1923 was also the year in which Eugen Wiedmaier married Maria Siegloch (1896–1977), the daughter of a railway worker and, like Wiedmaier, a communist activist originally from Zuffenhausen. She came to the partnership with a son from her first marriage, but there is no mention of any children born from the marriage of Eugen and Maria Wiedmaier.
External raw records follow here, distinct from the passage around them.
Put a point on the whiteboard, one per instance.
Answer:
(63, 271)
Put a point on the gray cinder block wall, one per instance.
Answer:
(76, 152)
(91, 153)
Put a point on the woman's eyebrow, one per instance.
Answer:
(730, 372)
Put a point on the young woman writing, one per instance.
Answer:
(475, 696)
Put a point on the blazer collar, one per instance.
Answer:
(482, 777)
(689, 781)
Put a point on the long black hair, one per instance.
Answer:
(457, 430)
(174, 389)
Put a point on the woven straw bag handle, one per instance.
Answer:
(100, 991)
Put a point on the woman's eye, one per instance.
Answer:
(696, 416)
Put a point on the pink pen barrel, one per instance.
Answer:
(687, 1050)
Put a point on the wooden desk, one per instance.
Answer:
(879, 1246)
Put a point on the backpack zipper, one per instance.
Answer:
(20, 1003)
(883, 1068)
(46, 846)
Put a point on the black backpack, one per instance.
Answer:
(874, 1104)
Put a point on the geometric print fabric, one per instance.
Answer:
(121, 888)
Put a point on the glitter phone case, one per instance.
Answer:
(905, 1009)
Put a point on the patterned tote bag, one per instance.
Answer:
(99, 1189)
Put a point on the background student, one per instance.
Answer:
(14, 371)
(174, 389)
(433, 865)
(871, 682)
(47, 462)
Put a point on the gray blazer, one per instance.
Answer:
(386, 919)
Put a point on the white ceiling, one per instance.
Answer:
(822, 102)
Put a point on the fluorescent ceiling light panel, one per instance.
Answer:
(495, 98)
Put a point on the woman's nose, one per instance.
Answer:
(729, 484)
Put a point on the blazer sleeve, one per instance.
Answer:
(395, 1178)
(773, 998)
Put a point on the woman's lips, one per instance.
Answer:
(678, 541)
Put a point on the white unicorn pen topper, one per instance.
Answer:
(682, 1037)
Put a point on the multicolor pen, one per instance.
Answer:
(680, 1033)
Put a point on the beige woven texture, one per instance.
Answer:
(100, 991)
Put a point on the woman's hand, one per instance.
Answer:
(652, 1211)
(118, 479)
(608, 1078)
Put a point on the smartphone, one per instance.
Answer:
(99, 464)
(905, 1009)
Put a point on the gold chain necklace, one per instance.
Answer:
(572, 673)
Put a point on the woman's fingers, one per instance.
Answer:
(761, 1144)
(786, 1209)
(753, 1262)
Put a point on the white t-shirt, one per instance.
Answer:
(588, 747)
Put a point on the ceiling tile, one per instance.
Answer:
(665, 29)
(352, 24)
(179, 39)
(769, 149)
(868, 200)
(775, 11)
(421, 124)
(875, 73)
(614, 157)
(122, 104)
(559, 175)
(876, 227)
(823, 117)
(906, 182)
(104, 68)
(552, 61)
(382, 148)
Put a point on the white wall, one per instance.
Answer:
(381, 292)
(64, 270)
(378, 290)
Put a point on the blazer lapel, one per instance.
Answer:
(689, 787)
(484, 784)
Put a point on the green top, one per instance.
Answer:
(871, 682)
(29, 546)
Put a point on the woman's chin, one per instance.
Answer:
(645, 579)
In 1924 the PartyCentral Committee summoned Wiedmaier back to Berlin where he served between 1924 and 1929 as a member of the regional leadership team (Bezirksleitung) for Berlin-Brandenburg and as a "Policy Leader" (Polleiter) for the Berlin-Tempelhof sub-region. In June 1929 he was a delegate at the twelfth party conference. The Central Committee now sent him to Danzig where during 1929/31 he served as party secretary for the Bezirksleitung. During 1931/32 he filled the same role in Silesia. Returning to the region of his birth, starting in 1932 he served as Organisation Secretary (Organisationssekretär) for the Party Bezirksleitung in Württemberg.
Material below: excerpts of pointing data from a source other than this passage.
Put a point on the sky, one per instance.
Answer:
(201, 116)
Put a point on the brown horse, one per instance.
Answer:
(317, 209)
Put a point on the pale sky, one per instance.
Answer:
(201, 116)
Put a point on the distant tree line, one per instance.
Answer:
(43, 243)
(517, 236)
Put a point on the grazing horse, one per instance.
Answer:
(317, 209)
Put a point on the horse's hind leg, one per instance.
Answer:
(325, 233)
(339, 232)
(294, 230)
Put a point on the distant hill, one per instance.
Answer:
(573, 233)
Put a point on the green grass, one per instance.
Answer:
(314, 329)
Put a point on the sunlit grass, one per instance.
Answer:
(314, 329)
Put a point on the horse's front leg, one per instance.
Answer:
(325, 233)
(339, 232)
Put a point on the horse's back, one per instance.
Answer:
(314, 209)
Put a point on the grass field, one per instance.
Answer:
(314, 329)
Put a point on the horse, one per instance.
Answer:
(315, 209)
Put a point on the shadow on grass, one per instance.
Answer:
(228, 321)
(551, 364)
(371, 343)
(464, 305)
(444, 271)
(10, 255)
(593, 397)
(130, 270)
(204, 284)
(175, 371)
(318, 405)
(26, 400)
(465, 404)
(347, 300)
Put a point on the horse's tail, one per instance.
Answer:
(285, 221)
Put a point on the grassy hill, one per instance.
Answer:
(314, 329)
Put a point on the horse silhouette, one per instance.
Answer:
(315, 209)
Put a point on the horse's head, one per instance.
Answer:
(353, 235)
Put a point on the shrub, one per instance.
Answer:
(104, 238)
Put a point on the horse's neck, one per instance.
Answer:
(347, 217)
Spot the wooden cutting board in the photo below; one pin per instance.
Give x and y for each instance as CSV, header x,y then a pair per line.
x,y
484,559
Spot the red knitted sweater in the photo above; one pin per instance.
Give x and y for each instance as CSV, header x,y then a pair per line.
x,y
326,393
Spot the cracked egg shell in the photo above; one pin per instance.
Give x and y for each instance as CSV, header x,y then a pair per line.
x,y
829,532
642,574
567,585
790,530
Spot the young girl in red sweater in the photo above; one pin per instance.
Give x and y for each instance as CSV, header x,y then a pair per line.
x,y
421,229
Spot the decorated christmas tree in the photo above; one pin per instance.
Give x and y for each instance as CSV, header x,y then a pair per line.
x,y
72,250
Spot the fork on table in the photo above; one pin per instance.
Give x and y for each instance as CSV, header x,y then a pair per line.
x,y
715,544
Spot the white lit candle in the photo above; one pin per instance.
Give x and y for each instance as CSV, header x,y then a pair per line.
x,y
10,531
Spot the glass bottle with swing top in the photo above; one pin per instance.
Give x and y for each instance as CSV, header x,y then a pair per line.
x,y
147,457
In January 1933 a National Socialist government took power. During the first part of the year Democratic Germany was transformed progressively but rapidly into a one-party dictatorship. Although the Communist Party was now banned, Wiedmaier moved in February 1933 to the Magdeburg region, accepting a Central Committee appointment as a party instructor with responsibilities extending across central-southern Germany, notably Thuringia and Saxony. By the start of 1934 he was active as a party instructor in Baden. It was here that he was arrested, together with other party activists and officials, at a clandestine meeting in Karlsruhe on 26 January 1934. It turned out that a party courier from Berlin whom they had been expecting to join them was a police spy. In December 1934 he faced the usual charge, under circumstances of this kind, of preparing to commit high treason (Vorbereitung zum Hochverrat). and was sentenced by the Regional High Court in Karlsruhe to a thirty-month jail term. Several other prominent local communists were convicted and sentenced at the same time. Communist networks after 1933 were by definition highly secretive, making their detailed operational arrangements hard to determine for the authorities and, indeed, for subsequent researchers. In 1936 major trial took place at Kalrsruhe following the identification of a surviving network. Although he had by this time been incarcerated for more than two years, Wiedmaier was among those tried, convicted and sentenced. In practical terms, this could be seen as a retrial: it involved an increase of the jail sentence he was already serving to a total length of twelve and a half years.

Eugen Wiedmaier died at the main penitentiary in Ludwigsburg, during the first part of 1940. Sources differ over whether the death was a suicide or a murder.